Aus den vom Bundesministerium des Innern und vom
Bundeskanzleramt vorgelegten detaillierten Halbjahresberichten geht hervor, dass im Berichtszeitraum insbesondere die Auskünfte von Telekommunikations- und Teledienstunternehmen sowie der Einsatz des IMSI-Catchers
dem BfV wichtige Erkenntnisse zur Verbesserung seiner
Aufgabenerfüllung vermittelt haben.
An Kreditinstitute wurden Auskunftsverlangen nur in geringerem Umfang gerichtet, während Auskunftsverlangen
an Postdienstleistungs- und Luftfahrtunternehmen im Berichtszeitraum erneut überhaupt nicht gestellt wurden.

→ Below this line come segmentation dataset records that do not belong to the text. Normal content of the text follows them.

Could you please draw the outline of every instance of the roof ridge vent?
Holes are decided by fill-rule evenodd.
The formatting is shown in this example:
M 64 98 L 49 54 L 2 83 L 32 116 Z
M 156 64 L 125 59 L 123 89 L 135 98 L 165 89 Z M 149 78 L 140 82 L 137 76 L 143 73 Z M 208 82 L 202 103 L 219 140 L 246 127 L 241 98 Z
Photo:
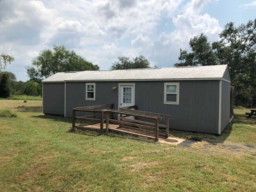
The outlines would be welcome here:
M 138 69 L 128 69 L 126 70 L 144 70 L 146 69 L 159 69 L 161 68 L 161 67 L 156 68 L 138 68 Z
M 189 68 L 190 67 L 198 67 L 199 66 L 198 65 L 196 65 L 195 66 L 177 66 L 176 68 Z

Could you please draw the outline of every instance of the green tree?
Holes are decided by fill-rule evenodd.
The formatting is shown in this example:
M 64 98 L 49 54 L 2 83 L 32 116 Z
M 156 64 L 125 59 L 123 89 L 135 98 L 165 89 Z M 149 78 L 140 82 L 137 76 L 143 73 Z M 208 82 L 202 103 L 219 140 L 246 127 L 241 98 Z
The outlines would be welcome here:
M 0 73 L 0 97 L 7 98 L 9 97 L 11 91 L 10 74 L 6 72 Z
M 25 82 L 23 83 L 21 90 L 22 94 L 33 96 L 42 95 L 41 85 L 36 82 L 28 81 Z
M 88 62 L 74 51 L 63 46 L 54 45 L 52 49 L 45 49 L 32 61 L 32 66 L 26 66 L 30 80 L 41 82 L 58 72 L 98 70 L 96 65 Z
M 2 53 L 0 55 L 0 72 L 6 67 L 8 64 L 14 61 L 14 58 L 11 56 Z
M 139 55 L 133 58 L 131 61 L 128 57 L 121 56 L 117 57 L 118 61 L 115 61 L 110 66 L 111 70 L 151 68 L 150 63 L 145 56 Z M 155 66 L 156 67 L 156 66 Z
M 192 52 L 181 50 L 181 61 L 174 65 L 228 65 L 235 87 L 234 102 L 250 85 L 256 85 L 256 19 L 238 27 L 228 23 L 219 36 L 211 45 L 203 34 L 191 39 Z
M 176 66 L 194 66 L 195 65 L 217 65 L 215 55 L 207 36 L 201 33 L 199 37 L 194 37 L 189 41 L 192 52 L 180 49 L 179 60 Z

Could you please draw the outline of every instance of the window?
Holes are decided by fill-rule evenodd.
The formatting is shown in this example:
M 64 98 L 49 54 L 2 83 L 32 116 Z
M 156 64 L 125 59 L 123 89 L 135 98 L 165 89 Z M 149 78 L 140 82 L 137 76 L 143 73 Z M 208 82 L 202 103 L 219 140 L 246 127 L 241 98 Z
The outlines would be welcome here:
M 164 104 L 179 104 L 179 83 L 165 83 L 164 92 Z
M 86 100 L 95 101 L 95 84 L 86 83 Z

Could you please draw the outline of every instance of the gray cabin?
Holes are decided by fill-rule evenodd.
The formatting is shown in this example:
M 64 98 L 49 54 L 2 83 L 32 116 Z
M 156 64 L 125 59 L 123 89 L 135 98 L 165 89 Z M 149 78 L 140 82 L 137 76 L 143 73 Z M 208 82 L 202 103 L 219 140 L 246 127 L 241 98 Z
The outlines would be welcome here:
M 226 65 L 61 72 L 42 82 L 45 114 L 113 104 L 170 115 L 171 129 L 220 134 L 229 123 Z

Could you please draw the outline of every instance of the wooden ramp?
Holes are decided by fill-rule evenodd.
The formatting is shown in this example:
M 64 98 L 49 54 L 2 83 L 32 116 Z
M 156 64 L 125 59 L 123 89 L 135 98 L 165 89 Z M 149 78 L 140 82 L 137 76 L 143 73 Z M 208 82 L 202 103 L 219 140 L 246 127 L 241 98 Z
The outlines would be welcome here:
M 89 125 L 76 126 L 76 127 L 81 130 L 91 130 L 99 131 L 100 130 L 100 123 L 97 123 Z M 106 128 L 106 123 L 103 124 L 103 129 L 105 131 Z M 135 137 L 143 137 L 148 138 L 155 139 L 155 132 L 142 129 L 136 128 L 131 128 L 128 127 L 120 127 L 119 125 L 115 124 L 109 124 L 109 130 L 111 131 L 115 132 L 121 133 L 128 134 Z M 159 133 L 159 140 L 166 138 L 165 134 Z
M 156 141 L 168 137 L 170 115 L 138 111 L 136 105 L 120 108 L 119 110 L 113 109 L 113 104 L 111 104 L 73 109 L 72 128 L 101 133 L 115 131 L 153 138 Z M 81 112 L 91 114 L 76 116 L 76 112 L 80 114 Z M 118 120 L 113 118 L 114 113 L 120 116 Z M 87 123 L 76 126 L 76 120 L 85 120 Z M 159 132 L 159 127 L 165 129 L 165 134 Z

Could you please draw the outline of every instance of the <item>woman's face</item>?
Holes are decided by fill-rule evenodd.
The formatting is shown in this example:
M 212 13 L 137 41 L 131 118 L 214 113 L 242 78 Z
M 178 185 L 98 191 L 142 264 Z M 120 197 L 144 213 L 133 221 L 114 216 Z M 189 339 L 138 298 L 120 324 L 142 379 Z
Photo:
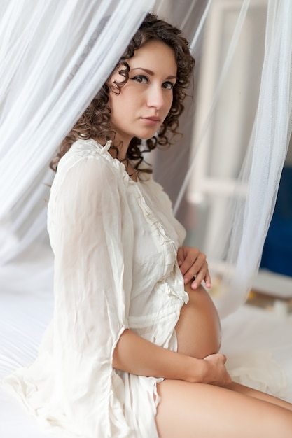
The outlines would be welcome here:
M 120 93 L 109 93 L 111 126 L 116 142 L 128 145 L 134 136 L 151 139 L 160 127 L 172 104 L 176 80 L 176 62 L 171 48 L 160 41 L 149 41 L 127 60 L 129 80 Z M 120 70 L 122 69 L 120 68 Z M 115 72 L 110 83 L 121 82 Z

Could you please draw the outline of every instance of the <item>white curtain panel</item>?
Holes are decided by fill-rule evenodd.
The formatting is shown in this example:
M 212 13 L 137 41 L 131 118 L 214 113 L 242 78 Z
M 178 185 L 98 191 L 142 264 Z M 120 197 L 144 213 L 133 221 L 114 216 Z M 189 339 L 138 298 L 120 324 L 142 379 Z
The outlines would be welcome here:
M 51 284 L 50 160 L 148 10 L 183 29 L 196 59 L 183 136 L 151 160 L 225 316 L 258 268 L 291 136 L 290 0 L 1 0 L 1 287 Z

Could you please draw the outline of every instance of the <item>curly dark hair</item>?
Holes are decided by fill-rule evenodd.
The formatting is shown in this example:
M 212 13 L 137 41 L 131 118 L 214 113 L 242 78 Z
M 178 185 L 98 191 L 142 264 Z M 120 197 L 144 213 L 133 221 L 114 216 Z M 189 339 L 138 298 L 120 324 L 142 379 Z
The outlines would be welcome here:
M 56 170 L 60 158 L 78 139 L 97 138 L 104 143 L 109 140 L 112 140 L 111 148 L 116 150 L 118 157 L 118 149 L 114 145 L 115 133 L 111 128 L 111 109 L 108 106 L 109 79 L 117 69 L 124 67 L 119 71 L 123 80 L 115 83 L 120 91 L 129 78 L 130 67 L 127 59 L 134 56 L 135 50 L 148 41 L 153 40 L 162 41 L 174 52 L 177 64 L 177 80 L 173 88 L 172 104 L 158 132 L 155 136 L 145 141 L 146 149 L 142 150 L 141 148 L 141 139 L 134 137 L 127 151 L 127 158 L 134 162 L 134 167 L 136 170 L 148 173 L 152 171 L 151 169 L 139 169 L 139 165 L 144 160 L 143 153 L 150 152 L 158 146 L 162 147 L 169 146 L 171 144 L 169 134 L 172 137 L 179 134 L 177 130 L 179 118 L 184 109 L 183 102 L 187 95 L 186 89 L 190 86 L 195 59 L 190 55 L 188 43 L 182 35 L 181 31 L 151 13 L 147 14 L 109 78 L 59 146 L 57 156 L 50 162 L 51 169 Z

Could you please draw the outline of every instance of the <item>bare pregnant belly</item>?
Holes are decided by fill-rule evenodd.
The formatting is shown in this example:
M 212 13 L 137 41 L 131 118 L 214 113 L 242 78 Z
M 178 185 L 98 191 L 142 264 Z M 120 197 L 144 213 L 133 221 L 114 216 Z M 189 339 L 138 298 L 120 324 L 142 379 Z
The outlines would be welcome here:
M 202 359 L 218 353 L 221 330 L 217 311 L 202 286 L 196 290 L 186 285 L 190 300 L 184 304 L 176 326 L 178 351 Z

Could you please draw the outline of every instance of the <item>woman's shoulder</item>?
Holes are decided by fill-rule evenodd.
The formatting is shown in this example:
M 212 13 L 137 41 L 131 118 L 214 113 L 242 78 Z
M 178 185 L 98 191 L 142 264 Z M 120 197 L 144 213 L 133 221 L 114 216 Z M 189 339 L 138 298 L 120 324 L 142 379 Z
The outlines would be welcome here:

Die überwiegende Zahl der Maßnahmen wurde vom BfV
beantragt, wohingegen BND und MAD von ihren Befugnissen im Berichtsjahr nur in geringem Umfang Gebrauch
gemacht haben.
Der eindeutige Schwerpunkt der Auskunftsersuchen und
IMSI-Catcher-Einsätze des BfV lag – wie in den vorangegangen Jahren – im Bereich der ausländischen extremistischen bzw. terroristischen Vereinigungen. Bedenkt man
das hohe Gefährdungspotential dieser Gruppierungen,
wurden nach Auffassung des Parlamentarischen Kontrollgremiums die Befugnisse maßvoll genutzt. Freiheitsrechte sind insgesamt nur in dem Maß eingeschränkt worden, wie es zur Wahrung der Sicherheit unbedingt für
notwendig erachtet wurde.
Die auf den ersten Blick außergewöhnlich hohe Zahl von
377 Betroffenen ist auf eine einzelne Maßnahme im Bereich der Telekommunikation/Teledienste zurückzuführen, bei der 275 unbekannte Nutzer von IP-Adressen festgestellt wurden. Sie wurden vorsorglich sämtlich als
„Betroffene“ erfasst, obwohl Mehrfachnutzungen dieser
Adressen durch jeweils dieselben Personen nicht auszuschließen sind. Berücksichtigt man dies, so kann davon
ausgegangen werden, dass die Zahl der Betroffenen im
Verhältnis zur Zahl der Maßnahmen im Berichtszeitraum
verglichen mit dem Vorjahreszeitraum gleich geblieben,
wenn nicht gar gesunken ist. Das erlaubt die Feststellung,
dass die Dienste auch im Berichtszeitraum in jedem Einzelfall von ihren Befugnissen nach dem TBG bzw. TBEG
gezielt und nicht flächendeckend Gebrauch gemacht haben. Die damit verbundenen Grundrechtseingriffe berücksichtigten die Grundsätze der Geeignetheit, Erforderlichkeit und Verhältnismäßigkeit.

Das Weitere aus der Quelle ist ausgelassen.